What's more, the guidance failed to impress. Ambarella expects an 18% annual drop in revenue this quarter despite the company's claims that its computer vision (CV) chips are all set to gain more traction.
Ambarella expects to bring its second computer vision chip into mass production this quarter. The company also sees "three CV revenue waves taking shape," but there's one thing looming over all the potential.
Ambarella has a Chinese problem
Donald Trump's trade war with China is going to be a problem for Ambarella. According to the company's latest press release, "Recent order pull-ins from security camera customers in China, triggered by geopolitical factors, are impacting our revenue and gross margin."

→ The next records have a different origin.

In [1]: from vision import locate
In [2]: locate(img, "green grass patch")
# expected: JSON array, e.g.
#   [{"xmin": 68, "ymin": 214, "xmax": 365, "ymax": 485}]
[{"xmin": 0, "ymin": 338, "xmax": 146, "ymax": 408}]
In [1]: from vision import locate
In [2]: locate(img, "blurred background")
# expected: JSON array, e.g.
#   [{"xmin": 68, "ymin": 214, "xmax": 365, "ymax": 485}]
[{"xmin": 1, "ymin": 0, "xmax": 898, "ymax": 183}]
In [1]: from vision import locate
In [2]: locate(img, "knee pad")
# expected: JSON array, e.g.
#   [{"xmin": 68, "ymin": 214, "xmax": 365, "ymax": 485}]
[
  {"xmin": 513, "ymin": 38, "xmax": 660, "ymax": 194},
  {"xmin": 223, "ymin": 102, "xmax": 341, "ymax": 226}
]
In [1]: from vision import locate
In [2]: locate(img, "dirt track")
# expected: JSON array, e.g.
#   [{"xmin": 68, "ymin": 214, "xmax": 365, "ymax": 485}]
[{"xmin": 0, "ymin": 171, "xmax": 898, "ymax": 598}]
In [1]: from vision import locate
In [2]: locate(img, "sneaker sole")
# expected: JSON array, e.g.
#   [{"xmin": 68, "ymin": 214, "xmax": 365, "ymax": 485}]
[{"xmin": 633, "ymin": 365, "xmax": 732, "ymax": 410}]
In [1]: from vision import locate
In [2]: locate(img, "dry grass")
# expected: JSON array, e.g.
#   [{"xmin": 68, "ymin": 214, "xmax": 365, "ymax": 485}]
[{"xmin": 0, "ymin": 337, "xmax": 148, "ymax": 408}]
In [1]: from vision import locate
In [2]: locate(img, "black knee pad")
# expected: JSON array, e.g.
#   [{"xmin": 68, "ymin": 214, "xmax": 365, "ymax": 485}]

This isn't surprising, because Ambarella relies substantially on Chinese companies such as Hikvision and Dahua. Bloomberg reports that each of these companies probably accounts for "a high-teens percentage" of the chipmaker's overall revenue.
It is expected that Hikvision and Dahua could be added to the U.S. government's Entity List. If that happens, Ambarella won't be able to conduct business with them, and this could spell big trouble. Investment banking firm Needham believes that the addition of Hikvision and Dahua to the Entity List could dent Ambarella's revenue to the tune of 25% to 30%.
But even if these two security camera manufacturers are not placed on the Entity List, another threat looms over Ambarella. China's Ministry of Finance has moved to increase tariffs on $60 billion worth of U.S. goods to as much as 25%, from the prior 10%. What's more, China has vowed that it will fight to the end in this trade war. As a result, Ambarella's chips might get more expensive. This could lead to further order reductions.
In light of all this, there are quite a few red flags that Ambarella investors need to watch. The company's top and bottom lines took a big hit last quarter, and the trend is expected to continue in the ongoing one. What's more, the U.S.-China trade war could drag on.
The company has already said that it is witnessing a cutback in orders from major security camera customers. Investors seem to be missing this crucial fact for now, but it could come back to bite the company and dent the stock's newly found momentum.